In Part 1 of this series, we detailed the hardware and software architecture of our testing lab, as well as benchmarking methodology and Ceph cluster baseline performance. In this post, we’ll take our benchmarking to the next level by drilling down into the performance evaluation of MySQL database workloads running on top of Red Hat OpenStack Platform backed by persistent block storage using Red Hat Ceph Storage.

Executive summary

  • The HCI Ceph BlueStore configuration showed both ~50% lower average latency, as well as lower 99th percentile tail latency, when compared to the HCI Ceph in FileStore configuration.

  • Red Hat OpenStack Platform and Red Hat Ceph Storage deployed in HCI configuration showed performance parity compared to the decoupled (classic standalone) configuration.

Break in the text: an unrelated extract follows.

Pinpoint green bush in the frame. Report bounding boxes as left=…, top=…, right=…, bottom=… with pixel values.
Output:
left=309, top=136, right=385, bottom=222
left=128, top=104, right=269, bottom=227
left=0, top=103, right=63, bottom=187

Specifically, almost no performance drop was observed while moving from decoupled to HCI architecture.

  • For MySQL write workloads, Ceph BlueStore deployed on an all-flash (NVMe) cluster showed 16x higher TPS, 14x higher QPS, ~200x lower average latency, and ~750x lower 99th percentile tail latency than when deployed on mixed/HDD media. 

  • For MySQL read workloads, Ceph BlueStore deployed on an all-flash (NVMe) cluster delivered up to ~15x lower average and 99th percentile tail latency, than when deployed on mixed/HDD media based cluster.

  • Similarly for 70/30 read/write mix workload, Ceph BlueStore OSD deployed on an all-flash (NVMe) cluster showed up to 5x Higher TPS and QPS, when compared to a mixed/HDD media cluster.

MySQL benchmarking methodology 

Our MySQL database testing consisted of 10 x MySQL Instances provisioned on top of 10 OpenStack VM instances, keeping the ratio of MySQL database to VM instance as 1:1. Refer to Part 1 for actual VM sizing. Each MySQL database instance was configured to use a 100 GB block device provisioned by OpenStack Cinder from Red Hat Ceph Storage 3.2. The Sysbench OLTP application benchmark was used to exercise the MySQL database. MySQL used the InnoDB storage engine with data and log files stored on Red Hat Ceph Storage block storage.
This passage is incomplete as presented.